Hey, I hope you are all doing well. I don't know if my approach will be in the final prize area, but I am sharing a part of it before the final score.
During this competition I tried several approaches that I was expecting to work (at least a little) but it didn't work at all (the score was around 200000) :').
My final approach was based on a catboost model since it was doing well during the cross validation step and the score was stable across the testing sets.
-------
- If there is no data for november and 2 different values for october I assumed that one of them was for november.
- Then I took the mean of the actual value & months around, to make it look like other years.
- Lag features of almost all numeric variables for each item.
- Centrality measures of the sellin variables and some of the other ones (sellout, sellout_ch1, etc).
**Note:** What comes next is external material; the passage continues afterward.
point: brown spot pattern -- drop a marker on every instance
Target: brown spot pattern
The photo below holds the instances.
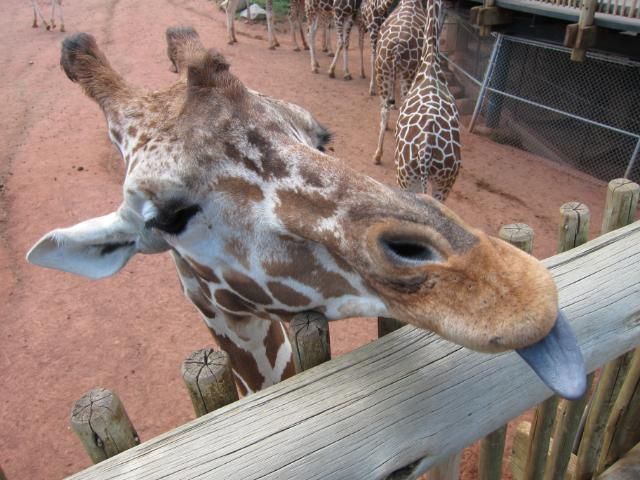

Like the mean of each item during the last 3/6/9/12 months.
- Aggregate by date, like the average sellin of each date (and I took the lag).
- I went for one hot encoding for the month feature
- Features based on the price (binary variable if the price increases/decreases)
- Skewness & kurtosis of the last 6/12 sellin periods
- A binary variable if the item is a new item (no sellin before)
- The mean of sellin of the same month of the last years for each item.
-------
During the competition I also tried to include (as features) predictions made by an ARIMA or linear models to help extrapolate but it didn't work, so I removed them.
I think I didn't retrieve all information inside the channel features since I didn't join this competition early and I lost a lot of time trying & improving some approaches that didn't work at all lol. I also made some mistake at the beginning that made me lose time and motivation hahaha :)
I hope it was clear, I know it's not complete (and my english isn't that good) but I will try to answer all the questions if you have any :)
ps : I had a lot of fun during the competition, thank you Zindi !
Great approach.thanka for sharing
Have you checked the feature importance?
Yep. I tried to look at the feature importance during cross validation and remove those without any impact on the model.
Thanks for sharing, great breakdown! I think thats the pitfall of this test set though, that you could train models for 1-month, 2-month etc predictions to boost LB score when I thought the goal was 4-month forecasting.. unless I m wrong here
Did you do any feature selection by any chance or simply run with all the features? I personally found that with all those features my catboost model would overfit. Wondering if you pruned the model by cutting some features in the end?
I am not sure to understand your point. Maybe my explanation wasn't clear. But the idea here was to use a direct multi-step forecasting strategy. I would be happy to learn if there is anything wrong about it :)
Yeah, I did some feature selection, cutting the features without any importance during the cross val
Thanks for the response!
Regarding the solution here is what I mean:
If I understood the competition correctly (I could be wrong!) but the goal was to forecast demand 4-months in advance - ie. predicting for november 2021 using data up to july (07.2021). So if a model is trained to use data from october to predict for november thats a 1-month forecast not a 4-month forecast. So maybe the competitions description wasn't clear enough what it wanted, but if the goal was to forecast 4-months in advance then they should have started test data from 2/2022 not 11/2021 if that makes sense?
Thank you for answering ! I understand what you mean.
I think you misunderstood, the goal is to predict the next 4 months, t+1, t+2, t+3, t+4.
>but if the goal was to forecast 4-months in advance then they should have started test data from 2/2022 not 11/2021 if that makes sense?
Agree :)
Yeah I think I got that wrong haha. I wish I read that differently, I reckon I would have been right up there. Thanks anyway :) learned a few things from your post
Np, good luck for next time :)
Thanks for sharing!
Thanks for sharing, it was a nice approach!
I've tried several things like you, Boosted Trees, lags, descriptive stats of the target... but I felt my validation wasn't robust enough since several features would overfit CV or LB.
Would you mind sharing your validation approach?
great question
I was wondering the same question,
Hey Mario, I think we all struggled to find a robust validation method :')
At the beggining, I went with a fast approach (in terms of computation time), the idea was : to train on the data before 2021-02-01 (excluded), and test on the four next months. Then train on the data before 2021-07-01 and test on the four next months. And take the mean of the errors.
The first one wasn't enough to keep going, so the second idea was : to train on the data before 2021-01-01 (excluded), and test on the four next months. Then you add one month to the training set ( train on the data before 2021-02-01) and test on the four next months. And you continue until 2021-07-01. The mean of all errors was close to the LB so I went with this method.